O Mingau de Dona Mercês
Não era só mingau.
Era um jeito de voltar pra casa sem sair do quintal.
Dona Mercês mexia a panela como quem remenda o tempo: com paciência, fé e uma colher de pau. O mingau espessava no fogão a lenha, com cheiro de canela e saudade recente — dessas que a gente sente antes mesmo de perder.
Ela dizia que o segredo era o ponto. Nem ralo, nem grosso demais. “Tem que ter corpo de abraço”, ela falava, soprando a fumacinha que subia como reza de criança.

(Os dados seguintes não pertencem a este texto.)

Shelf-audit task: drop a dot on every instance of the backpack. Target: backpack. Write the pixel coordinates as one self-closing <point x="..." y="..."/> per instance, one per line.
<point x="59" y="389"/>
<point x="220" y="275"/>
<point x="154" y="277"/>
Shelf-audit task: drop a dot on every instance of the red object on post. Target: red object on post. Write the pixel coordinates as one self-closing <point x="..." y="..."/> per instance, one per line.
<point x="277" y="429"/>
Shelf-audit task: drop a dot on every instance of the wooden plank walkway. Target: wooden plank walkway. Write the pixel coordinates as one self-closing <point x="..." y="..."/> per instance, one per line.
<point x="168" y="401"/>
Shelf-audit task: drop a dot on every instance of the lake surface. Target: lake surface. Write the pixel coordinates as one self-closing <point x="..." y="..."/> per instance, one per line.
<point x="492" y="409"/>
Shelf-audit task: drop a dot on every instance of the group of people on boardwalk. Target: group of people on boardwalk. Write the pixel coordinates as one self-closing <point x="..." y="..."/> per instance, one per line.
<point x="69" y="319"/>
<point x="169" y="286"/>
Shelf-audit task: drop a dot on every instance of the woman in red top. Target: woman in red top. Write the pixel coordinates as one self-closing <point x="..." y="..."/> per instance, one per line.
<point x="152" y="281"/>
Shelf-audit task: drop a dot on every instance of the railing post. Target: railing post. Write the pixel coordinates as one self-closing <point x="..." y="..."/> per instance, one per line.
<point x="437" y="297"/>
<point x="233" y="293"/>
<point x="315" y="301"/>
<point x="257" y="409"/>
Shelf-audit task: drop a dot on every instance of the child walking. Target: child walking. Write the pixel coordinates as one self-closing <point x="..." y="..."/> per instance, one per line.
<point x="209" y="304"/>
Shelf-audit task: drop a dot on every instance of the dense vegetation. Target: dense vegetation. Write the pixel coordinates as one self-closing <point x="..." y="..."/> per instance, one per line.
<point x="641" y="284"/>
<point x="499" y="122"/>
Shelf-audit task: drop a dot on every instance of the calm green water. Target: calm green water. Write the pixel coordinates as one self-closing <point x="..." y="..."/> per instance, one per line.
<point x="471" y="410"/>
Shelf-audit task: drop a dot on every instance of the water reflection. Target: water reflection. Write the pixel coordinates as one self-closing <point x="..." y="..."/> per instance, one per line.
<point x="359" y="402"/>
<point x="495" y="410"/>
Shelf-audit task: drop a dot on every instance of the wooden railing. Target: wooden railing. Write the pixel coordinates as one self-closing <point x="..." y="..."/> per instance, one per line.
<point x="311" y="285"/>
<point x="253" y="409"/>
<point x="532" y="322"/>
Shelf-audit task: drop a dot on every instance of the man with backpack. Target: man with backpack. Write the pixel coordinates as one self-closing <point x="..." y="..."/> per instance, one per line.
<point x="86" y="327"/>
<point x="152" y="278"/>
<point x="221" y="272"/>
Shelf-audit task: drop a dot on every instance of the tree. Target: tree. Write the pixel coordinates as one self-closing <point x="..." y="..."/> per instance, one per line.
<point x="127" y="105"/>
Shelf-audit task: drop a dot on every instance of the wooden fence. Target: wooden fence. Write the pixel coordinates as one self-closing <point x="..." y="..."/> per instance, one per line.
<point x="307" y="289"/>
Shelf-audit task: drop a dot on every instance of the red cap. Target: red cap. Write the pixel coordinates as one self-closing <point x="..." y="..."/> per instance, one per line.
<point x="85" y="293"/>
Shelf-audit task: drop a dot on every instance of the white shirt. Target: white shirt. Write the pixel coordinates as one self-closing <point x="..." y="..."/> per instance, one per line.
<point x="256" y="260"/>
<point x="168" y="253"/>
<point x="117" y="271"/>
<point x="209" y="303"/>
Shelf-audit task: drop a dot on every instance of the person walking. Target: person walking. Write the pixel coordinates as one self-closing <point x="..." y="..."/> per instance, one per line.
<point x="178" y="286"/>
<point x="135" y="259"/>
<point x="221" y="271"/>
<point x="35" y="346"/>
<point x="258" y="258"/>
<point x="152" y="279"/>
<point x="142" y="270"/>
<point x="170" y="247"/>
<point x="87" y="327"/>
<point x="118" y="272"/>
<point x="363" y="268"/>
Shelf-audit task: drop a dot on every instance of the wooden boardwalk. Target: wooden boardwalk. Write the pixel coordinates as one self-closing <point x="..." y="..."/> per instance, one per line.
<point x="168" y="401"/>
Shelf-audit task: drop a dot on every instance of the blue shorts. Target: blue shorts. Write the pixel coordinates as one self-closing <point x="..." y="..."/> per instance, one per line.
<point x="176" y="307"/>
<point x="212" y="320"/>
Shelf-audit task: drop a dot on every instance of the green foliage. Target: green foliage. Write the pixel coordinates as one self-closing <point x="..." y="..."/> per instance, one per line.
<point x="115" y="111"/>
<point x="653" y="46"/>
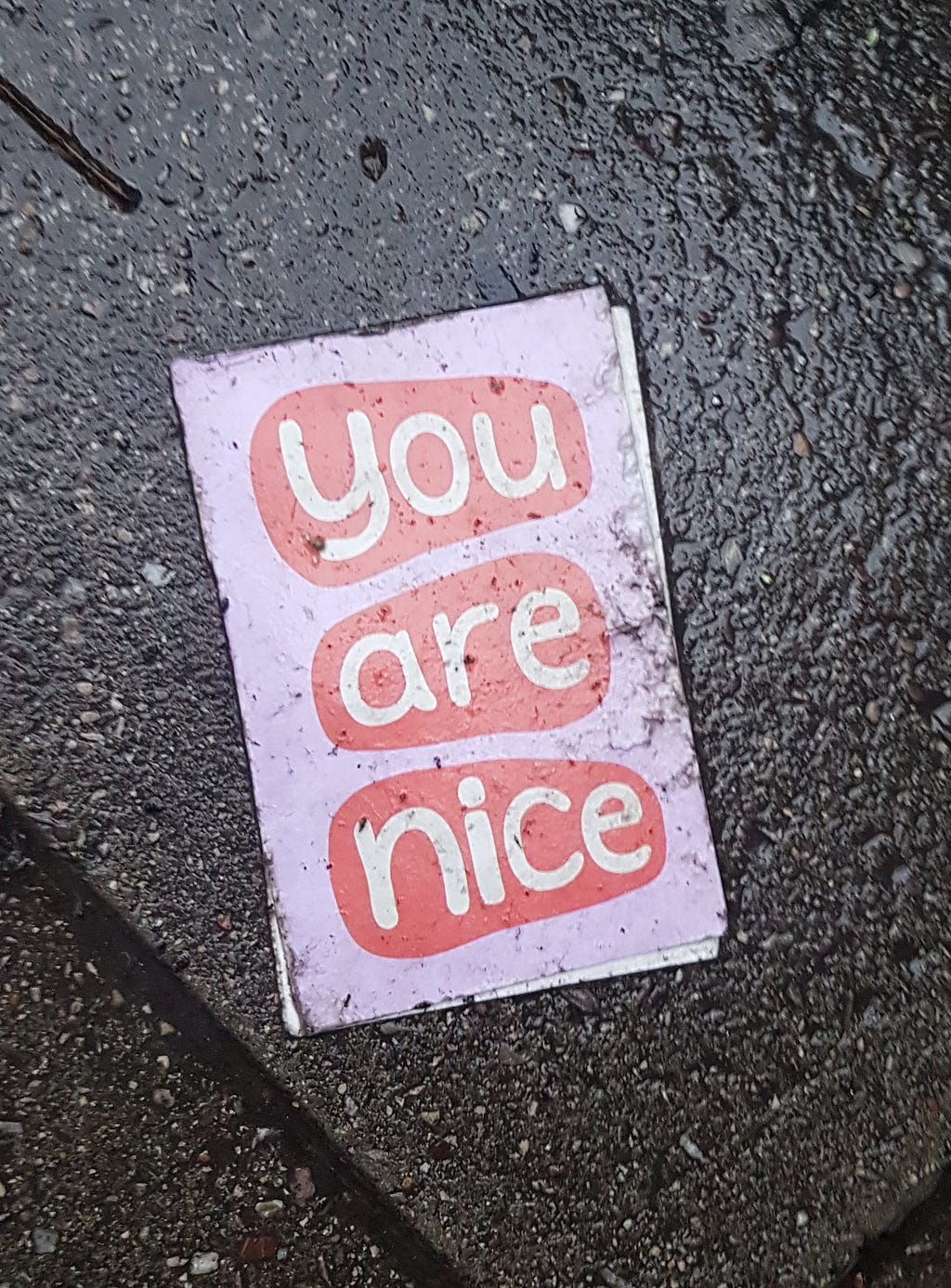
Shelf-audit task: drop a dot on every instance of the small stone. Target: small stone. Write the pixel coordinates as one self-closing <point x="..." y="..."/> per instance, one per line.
<point x="475" y="222"/>
<point x="692" y="1151"/>
<point x="732" y="555"/>
<point x="571" y="216"/>
<point x="582" y="1000"/>
<point x="611" y="1281"/>
<point x="302" y="1185"/>
<point x="72" y="592"/>
<point x="30" y="233"/>
<point x="156" y="575"/>
<point x="46" y="1242"/>
<point x="908" y="254"/>
<point x="258" y="1247"/>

Nós, filhos e filhas, netos e netas esperávamos sentados no batente, joelho ralado, dente mole, os olhos grudados na fumaça e no movimento circular da colher. Era um feitiço, mas daqueles bons. A colher girava e, com ela, girava também a vida — redonda, quente, doce e com um quê de eternidade.
Às vezes ela cantava baixinho.
E parecia que a panela ouvia.
Quando o mingau ficava pronto, ela servia em tigelas esmaltadas — uma diferente da outra. A minha era azul, lascada na borda. Mas era nela que o mundo cabia.
Na primeira colherada, o céu descia pra boca da gente.
Na segunda, o tempo parava.
Na terceira, éramos só infância — sem pressa, sem peso, sem perguntas.
E dona Mercês sorria com seus olhos de forno aceso.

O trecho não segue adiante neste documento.